One of the biggest issues left to be settled deals with affordable housing. Legislators have pledged to help alleviate the problem through several means that cannot seem to be agreed upon. The pros and cons of rent caps, zoning reform, and services for the homeless have been batted back and forth but have come to no resolution or compromise. New incentives to build denser housing close to train and bus stations, as well as a bill that would require municipalities to host their “fair share” of affordable housing to meet regional needs have met with tough opposition. Legislators are still hopeful a compromise can be worked out before the session closes and are working to that end.
Labor issues have also been a big topic of conversation. Predictive scheduling and expansion of paid sick leave to all companies, even those with only one employee, are two of the issues that are still on the docket. LDAC has been working with a coalition of business groups to kill both bills. The coalition has been successfully lobbying the moderate caucus to hold firm and keep the bills from being modified or taken up on the floor of the House. So far, this has worked. The unions have continued to press even harder on the paid sick days, as the Senate has passed the bill leaving only the House vote left, as opposed to predictive scheduling. Governor Lamont has also been directly involved, lobbying individual members of the moderate caucus to change positions. We will continue to work to oppose these bills in the waning days.

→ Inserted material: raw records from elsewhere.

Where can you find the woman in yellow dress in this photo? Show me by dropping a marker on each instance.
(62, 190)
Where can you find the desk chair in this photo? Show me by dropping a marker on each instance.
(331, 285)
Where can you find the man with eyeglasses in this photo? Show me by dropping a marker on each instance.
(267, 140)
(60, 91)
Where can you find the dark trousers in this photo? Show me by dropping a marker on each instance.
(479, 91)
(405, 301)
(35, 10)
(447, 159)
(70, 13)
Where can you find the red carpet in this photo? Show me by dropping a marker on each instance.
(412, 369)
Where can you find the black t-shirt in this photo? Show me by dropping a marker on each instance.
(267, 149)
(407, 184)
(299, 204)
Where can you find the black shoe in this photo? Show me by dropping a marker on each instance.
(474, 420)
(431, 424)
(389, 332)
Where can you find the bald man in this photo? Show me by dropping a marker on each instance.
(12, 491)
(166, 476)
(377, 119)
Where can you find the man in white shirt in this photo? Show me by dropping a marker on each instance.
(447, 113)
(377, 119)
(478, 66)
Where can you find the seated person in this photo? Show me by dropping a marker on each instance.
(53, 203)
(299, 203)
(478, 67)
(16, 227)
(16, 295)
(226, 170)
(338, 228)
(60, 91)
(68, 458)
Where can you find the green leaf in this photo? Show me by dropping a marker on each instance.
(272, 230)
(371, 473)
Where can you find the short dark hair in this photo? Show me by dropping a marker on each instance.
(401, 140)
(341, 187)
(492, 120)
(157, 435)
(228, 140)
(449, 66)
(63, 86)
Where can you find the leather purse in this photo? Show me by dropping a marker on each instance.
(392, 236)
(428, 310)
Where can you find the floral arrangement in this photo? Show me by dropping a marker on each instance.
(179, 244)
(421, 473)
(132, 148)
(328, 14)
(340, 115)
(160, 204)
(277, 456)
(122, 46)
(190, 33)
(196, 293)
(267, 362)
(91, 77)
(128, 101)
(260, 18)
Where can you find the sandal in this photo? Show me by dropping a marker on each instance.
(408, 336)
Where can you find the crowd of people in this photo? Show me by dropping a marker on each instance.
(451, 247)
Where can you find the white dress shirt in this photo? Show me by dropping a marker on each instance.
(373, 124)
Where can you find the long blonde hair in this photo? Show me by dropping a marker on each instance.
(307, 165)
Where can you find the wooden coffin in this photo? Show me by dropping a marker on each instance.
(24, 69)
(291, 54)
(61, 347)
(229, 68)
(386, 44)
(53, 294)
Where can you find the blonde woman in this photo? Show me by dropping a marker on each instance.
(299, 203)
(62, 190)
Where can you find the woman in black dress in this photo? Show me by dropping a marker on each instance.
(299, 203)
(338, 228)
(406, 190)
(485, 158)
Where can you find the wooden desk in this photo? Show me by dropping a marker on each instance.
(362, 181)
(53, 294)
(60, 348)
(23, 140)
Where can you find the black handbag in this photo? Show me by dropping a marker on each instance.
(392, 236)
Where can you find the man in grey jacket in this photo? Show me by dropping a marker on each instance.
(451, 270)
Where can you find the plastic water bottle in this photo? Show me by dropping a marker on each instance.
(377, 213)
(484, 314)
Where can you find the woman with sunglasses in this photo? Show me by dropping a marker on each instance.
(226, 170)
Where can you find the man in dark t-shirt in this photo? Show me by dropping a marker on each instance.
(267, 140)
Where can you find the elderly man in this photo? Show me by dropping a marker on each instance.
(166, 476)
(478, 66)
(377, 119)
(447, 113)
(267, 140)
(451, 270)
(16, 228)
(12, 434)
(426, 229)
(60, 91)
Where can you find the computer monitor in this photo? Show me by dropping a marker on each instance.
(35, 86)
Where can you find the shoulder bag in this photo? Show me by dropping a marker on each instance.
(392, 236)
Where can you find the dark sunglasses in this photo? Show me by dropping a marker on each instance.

As a budget vote draws closer, it is unlikely that the Highway Use Tax (HUT) will be repealed. We do expect a change in the reporting requirements to be modified to quarterly instead of monthly as well as an exemption for agricultural vehicles. It is still possible for a suit to be brought against the implementation, as it was in Rhode Island, but at least six months of data needs to be collected to show the disparity before it can be filed. We will keep you posted on that issue moving forward.
We also expect another bill to pass regarding carbon emissions. Led by a large group of shoreline and inner city legislators, many are negotiating to give DEEP the ability to propose plans to reduce carbon emissions. A trigger in the amendment ensures that the plan be brought back to the legislature for approval to safeguard against unrealistic proposals DEEP may try implement.